Last year I went with a classic. I printed out a picture of Slash the guitarist and taped it on my son’s tire. I woke him up just a little earlier than needed and told him there was a slash on his tire. That tire needed to be changed before he goes to school, I told him.
So he got up and went to change the tire. Once he saw the picture, he knew he had been tricked. So he smiled to himself, took the picture off of his tire, placed it on one of his father’s car tires, and waited till his father was napping before telling him the tire had an issue.
I laughed and laughed.
My favorite joke actually came from someone else. My friend’s mother used clear thread to sew the utensils for dinner onto the place mat. Unfortunately her new husband did not have a sense of humor. His total acknowledgment was to get up from the table to get a fork out of the silverware drawer. I love this joke for its simplicity and elegance.
Those are the jokes that make me laugh hardest – simple and elegant slapstick. That is why I loved Abbott and Costello. This comedy duo made people laugh during the years of WWII and the post war era. Their most popular routine – Who’s On First – is repeated or referenced to this day.
I became enamored with the duo when their movies were constantly played on TV during my youth. It was always something in the line of “Abbott and Costello meet…” One time it was Frankenstein, another was Dr. Jekyll and Mr. Hyde.
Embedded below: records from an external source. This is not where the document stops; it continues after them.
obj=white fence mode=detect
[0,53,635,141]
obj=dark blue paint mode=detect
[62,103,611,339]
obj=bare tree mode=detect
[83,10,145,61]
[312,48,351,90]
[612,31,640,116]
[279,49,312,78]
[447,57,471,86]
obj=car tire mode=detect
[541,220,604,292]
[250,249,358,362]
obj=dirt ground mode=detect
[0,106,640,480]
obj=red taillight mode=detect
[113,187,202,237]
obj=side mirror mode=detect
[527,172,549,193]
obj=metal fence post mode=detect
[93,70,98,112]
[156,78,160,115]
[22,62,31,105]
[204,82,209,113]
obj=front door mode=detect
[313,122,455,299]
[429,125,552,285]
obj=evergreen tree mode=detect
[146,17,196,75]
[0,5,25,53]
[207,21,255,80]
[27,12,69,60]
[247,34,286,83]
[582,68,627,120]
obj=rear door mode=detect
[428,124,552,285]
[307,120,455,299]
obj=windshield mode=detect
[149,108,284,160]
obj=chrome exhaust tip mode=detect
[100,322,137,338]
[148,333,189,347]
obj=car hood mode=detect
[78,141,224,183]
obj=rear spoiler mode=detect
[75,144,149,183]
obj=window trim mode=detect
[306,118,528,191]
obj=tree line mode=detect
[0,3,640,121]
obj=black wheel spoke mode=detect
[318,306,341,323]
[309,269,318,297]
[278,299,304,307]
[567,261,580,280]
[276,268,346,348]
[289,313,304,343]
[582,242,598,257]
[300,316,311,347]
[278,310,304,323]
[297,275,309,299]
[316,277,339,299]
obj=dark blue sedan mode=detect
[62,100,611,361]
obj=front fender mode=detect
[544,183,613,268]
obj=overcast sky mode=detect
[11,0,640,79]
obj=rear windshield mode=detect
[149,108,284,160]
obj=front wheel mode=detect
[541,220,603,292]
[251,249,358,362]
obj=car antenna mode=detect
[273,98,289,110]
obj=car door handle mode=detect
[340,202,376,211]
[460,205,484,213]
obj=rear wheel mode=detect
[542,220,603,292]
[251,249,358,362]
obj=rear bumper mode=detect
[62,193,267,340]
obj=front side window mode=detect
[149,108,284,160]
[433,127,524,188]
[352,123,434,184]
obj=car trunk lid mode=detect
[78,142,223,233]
Or they were ‘in’ someplace, such as Hollywood or in the Foreign Legion.
Bud Abbott was always the straight guy, the tall man with the charm while Lou Costello was the guy who over-reacted to whatever situation what happening. It didn’t matter if he was being chased by the Wolf-Man, a cop, or an errant bad guy, Lou always reacted with big wide eyes and clumsy movements. Bud might be more restrained in his performance but it bounced off of Lou perfectly. Later when the men broke up as a pair, Abbott tried to work with another partner. Even he admitted he worked best with Costello and it was hard to replace him.
Start your Abbott and Costello journey with Buck Privates (1941), one of the best WWII comedies. Hold That Ghost (1941) is their first meeting with the supernatural with Lou’s terrific terrified responses. After that, you can find a number of movies that ate filled with their vaudeville routines and slapstick comedy.
Their brand of humor made America laugh with simple but elegant routines. And that is something to aspire to being.